Argo
- Other name: Barone
- Species: Canis familiaris
- Breed: Mongrel
- Sex: Male
- Born: Pompeii
- Died: January 23, 2024 (aged 14–15) Pompeii

= Argo (dog) =

Stray dog from Pompeii (c. 2009–2024)

Argo (c. 2009 (Note: Argo was approximately 15 years old in 2024, placing his birth in 2009.) – January 23, 2024), also called Barone, was a free-ranging dog who lived in the ruins of Pompeii. He became a mascot and guardian of the cultural site.

== Background ==
Stray dogs have historically roamed the streets and domus of Pompeii, an archaeological site on the ruins of an ancient Roman city. The superintendents and directors of the site have sought to reduce the number of stray dogs to prevent dog bites and disease, although the dogs were popular with visitors. Since the 1990s, there were attempts to reduce the number of stray dogs in Pompeii.

In 2009, authorities in Pompeii began to register, sterilize, and microchip the dogs, then put them up for adoption. However, the program was beset by corruption and inefficiency, and only 26 dogs were adopted. A more effective adoption program began in 2014, during the Great Pompeii Project. A small number of dogs who were disease-free and not considered dangerous to tourists were recognized as "neighborhood dogs" of Pompeii. All of these dogs were eventually adopted except Argo, the last of the stray dogs in Pompeii's ruins.

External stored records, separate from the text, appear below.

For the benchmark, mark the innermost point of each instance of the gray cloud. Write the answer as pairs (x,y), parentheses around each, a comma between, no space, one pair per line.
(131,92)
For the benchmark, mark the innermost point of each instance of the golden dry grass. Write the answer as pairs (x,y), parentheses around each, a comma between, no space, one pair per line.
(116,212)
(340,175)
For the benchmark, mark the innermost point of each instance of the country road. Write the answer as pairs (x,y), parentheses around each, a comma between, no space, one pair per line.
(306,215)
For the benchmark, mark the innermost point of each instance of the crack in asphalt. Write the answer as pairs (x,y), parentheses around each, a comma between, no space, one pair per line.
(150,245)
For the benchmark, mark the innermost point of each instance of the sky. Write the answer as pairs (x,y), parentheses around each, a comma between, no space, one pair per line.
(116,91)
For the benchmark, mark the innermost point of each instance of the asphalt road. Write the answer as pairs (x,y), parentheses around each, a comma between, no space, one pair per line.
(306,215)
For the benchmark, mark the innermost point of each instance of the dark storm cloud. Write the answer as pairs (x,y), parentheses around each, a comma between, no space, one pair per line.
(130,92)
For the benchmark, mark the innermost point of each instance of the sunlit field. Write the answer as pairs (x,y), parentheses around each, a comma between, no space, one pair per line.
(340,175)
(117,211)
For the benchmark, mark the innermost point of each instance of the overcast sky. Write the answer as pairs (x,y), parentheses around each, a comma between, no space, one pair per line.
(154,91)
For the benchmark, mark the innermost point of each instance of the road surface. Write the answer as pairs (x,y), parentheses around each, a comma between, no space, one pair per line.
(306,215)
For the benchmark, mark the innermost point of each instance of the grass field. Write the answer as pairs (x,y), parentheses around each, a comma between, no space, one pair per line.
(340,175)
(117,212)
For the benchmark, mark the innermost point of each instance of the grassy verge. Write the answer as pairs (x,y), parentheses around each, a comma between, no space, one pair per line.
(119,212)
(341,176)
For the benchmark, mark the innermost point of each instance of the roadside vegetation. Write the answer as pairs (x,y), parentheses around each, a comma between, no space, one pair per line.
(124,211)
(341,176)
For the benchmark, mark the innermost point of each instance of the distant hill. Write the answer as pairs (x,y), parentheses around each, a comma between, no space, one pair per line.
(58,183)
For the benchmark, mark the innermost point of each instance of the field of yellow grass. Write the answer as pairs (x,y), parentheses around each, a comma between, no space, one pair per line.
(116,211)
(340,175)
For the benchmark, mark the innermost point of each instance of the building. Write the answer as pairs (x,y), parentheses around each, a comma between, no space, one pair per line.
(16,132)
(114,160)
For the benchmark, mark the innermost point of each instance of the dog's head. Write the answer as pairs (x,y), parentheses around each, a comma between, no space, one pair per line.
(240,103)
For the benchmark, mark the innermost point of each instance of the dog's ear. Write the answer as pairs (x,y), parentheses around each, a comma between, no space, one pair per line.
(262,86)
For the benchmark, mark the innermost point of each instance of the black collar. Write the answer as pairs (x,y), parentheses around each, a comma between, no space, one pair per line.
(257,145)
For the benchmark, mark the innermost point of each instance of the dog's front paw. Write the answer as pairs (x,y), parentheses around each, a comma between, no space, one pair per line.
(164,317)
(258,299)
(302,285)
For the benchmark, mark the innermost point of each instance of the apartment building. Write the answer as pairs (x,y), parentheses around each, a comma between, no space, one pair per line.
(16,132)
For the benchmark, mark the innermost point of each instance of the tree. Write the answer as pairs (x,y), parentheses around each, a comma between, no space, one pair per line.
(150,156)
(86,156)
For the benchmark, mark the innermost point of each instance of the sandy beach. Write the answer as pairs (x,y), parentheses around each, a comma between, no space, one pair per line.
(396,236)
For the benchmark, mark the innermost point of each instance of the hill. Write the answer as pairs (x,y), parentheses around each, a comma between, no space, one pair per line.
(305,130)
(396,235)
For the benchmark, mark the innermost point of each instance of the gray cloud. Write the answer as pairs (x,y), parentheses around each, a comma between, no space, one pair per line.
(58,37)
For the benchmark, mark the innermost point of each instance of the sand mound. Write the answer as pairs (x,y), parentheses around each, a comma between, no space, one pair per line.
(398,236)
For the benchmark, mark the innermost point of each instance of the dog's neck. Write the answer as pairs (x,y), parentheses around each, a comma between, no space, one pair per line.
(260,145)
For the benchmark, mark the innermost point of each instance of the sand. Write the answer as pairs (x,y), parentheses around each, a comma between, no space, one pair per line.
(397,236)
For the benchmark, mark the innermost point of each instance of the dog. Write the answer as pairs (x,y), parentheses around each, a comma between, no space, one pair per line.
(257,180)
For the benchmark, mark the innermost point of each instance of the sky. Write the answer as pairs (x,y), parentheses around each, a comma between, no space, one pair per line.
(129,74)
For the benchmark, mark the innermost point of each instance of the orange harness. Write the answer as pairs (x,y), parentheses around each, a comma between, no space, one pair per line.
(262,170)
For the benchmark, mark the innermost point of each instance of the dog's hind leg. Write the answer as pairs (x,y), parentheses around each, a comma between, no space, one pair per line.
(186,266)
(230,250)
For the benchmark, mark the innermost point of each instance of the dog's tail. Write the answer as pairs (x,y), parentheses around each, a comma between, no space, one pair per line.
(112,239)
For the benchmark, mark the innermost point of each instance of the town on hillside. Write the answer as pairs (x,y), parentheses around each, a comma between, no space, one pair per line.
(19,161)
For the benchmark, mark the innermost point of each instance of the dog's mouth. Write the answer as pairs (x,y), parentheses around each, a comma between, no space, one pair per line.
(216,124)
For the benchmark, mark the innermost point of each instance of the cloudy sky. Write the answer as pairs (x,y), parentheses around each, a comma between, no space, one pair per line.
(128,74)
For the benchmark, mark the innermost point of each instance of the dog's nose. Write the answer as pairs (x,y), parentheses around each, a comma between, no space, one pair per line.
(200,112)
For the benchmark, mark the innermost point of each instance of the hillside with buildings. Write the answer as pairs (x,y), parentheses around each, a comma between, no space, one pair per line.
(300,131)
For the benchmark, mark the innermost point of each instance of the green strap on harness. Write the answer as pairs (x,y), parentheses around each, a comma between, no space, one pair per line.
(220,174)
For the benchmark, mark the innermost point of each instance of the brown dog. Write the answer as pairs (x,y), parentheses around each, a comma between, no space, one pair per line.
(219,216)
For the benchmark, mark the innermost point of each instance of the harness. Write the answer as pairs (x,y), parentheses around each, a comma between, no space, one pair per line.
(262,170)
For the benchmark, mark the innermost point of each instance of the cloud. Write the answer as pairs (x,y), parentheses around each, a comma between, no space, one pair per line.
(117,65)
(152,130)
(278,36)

The park's current regulations prohibit the abandonment of animals at the site, and prevents visitors from bringing pet dogs that weigh over 10 kg.

== Life ==
Argo was also sometimes called "Barone" ('rascal') by locals. He began visiting Pompeii as a puppy, and learned the opening hours for the site during summer and winter. He was the first to enter the site each day, and the last to leave. He joined school and tourist groups visiting Pompeii, and often accompanied archaeologists working on the site. He also attended theatrical performances held in Pompeii. Argo became known for his kind and gentle personality. People typically pet him and gave him food when they encountered him. He was considered the guardian and "landlord" of the ruins.

== Death and legacy ==
Argo died at about 15 years old, on January 23, 2024. His body was cremated. Many people expressed condolences on social media, and a volunteer named Glauco Messina asked people who had visited Pompeii in previous years to share their photos of Argo. Argo was considered to be a part of the archaeological excavations, and was tolerated as "the last dog of Pompeii".

The archaeological park of Pompeii paid tribute to him for his honorable service as custodian and anfitrione ('landlord') of the ancient city. Silvia Vacca, a park official, made a memorial post on Facebook, writing that "With [Argo], the last bastion of the Pompeian dogs, the guardians of the souls of the ancient inhabitants, dies." In January 2024, there was a proposal to erect a statue in his honor inside the Pompeii ruins.